Some patients seemed to enter and leave consultant’s rooms several times, I can only assume these were the people whose eye problems were most urgent. We all sat in quiet resignation waiting for our time to arrive.
The average wait time for the majority of us seemed to be three to three and a half hours. Doctors were doing Trojan work, appeared to take no breaks but were relentlessly seeing patient after patient. Nurses were visibly exhausted from their efforts.
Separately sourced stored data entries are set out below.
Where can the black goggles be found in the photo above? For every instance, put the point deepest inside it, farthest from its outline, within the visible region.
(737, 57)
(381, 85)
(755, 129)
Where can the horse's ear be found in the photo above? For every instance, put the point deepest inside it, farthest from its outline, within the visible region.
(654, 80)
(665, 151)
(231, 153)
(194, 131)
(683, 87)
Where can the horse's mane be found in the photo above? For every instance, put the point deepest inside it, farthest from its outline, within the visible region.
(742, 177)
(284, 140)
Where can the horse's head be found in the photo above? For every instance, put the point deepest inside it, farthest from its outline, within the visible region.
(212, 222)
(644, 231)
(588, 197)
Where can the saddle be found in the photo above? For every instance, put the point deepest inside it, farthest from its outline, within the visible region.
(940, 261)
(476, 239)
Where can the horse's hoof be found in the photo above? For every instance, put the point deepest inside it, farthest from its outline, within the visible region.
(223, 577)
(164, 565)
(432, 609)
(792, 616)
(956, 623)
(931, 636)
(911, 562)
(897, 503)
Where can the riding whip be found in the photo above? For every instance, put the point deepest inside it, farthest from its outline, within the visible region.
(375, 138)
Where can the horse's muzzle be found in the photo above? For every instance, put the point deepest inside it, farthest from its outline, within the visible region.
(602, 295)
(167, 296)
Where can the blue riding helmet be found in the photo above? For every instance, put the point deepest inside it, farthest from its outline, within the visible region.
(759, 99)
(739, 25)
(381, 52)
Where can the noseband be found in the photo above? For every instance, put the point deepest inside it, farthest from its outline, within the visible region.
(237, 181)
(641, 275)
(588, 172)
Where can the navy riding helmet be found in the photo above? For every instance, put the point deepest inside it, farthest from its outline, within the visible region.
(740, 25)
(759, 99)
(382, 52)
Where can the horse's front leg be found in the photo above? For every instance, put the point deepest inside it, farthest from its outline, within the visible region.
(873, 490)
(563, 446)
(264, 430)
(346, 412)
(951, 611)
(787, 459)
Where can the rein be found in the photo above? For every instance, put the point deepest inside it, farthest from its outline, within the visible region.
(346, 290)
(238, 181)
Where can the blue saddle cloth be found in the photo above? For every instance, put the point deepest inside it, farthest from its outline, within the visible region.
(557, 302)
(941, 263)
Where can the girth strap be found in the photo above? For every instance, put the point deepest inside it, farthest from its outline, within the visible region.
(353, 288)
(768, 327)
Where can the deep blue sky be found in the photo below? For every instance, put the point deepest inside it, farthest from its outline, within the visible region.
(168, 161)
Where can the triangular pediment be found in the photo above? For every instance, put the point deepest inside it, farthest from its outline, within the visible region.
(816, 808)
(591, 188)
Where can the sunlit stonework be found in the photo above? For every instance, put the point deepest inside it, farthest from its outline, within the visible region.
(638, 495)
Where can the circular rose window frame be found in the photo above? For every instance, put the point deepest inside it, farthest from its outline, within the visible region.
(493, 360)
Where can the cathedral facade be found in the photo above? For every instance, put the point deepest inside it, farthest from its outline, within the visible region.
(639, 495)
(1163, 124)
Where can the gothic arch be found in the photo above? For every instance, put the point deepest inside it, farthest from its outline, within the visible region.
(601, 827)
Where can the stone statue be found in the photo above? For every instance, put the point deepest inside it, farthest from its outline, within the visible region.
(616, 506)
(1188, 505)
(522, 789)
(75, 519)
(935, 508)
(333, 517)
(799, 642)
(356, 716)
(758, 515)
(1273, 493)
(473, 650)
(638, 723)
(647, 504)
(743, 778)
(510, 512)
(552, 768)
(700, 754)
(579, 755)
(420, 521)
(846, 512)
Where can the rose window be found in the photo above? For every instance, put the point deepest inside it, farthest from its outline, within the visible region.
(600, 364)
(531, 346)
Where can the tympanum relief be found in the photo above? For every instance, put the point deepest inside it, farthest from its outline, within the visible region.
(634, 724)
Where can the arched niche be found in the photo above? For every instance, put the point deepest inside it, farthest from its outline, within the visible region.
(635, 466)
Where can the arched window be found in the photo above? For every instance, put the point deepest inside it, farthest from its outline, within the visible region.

Stress is a major cause of illness and while I waited I observed everyone under incredible stress.
Doctors and nurses were overworked and patients were stressed through lack of communication and because their valuable time was not respected. The people there had things to do, family to look after, jobs to go to, appointments to keep, long journeys to take back home but none of that seemed to matter.
Surely healing begins with empathy, consideration, kindness and love. It would appear that many more doctors and nurses are needed and this is an issue which must be addressed by government, but in the meantime if patients must be processed three hours or more before seeing a doctor the respectful thing would be to let them know.
Many of us could have been given permission to leave for an hour or more which would have been much more healing than being required to wait in the overheated, airless corridor watching the dry paint. We must bring back an atmosphere of care, respect, love and healing into our hospitals. A little empathy and consideration would go a long way.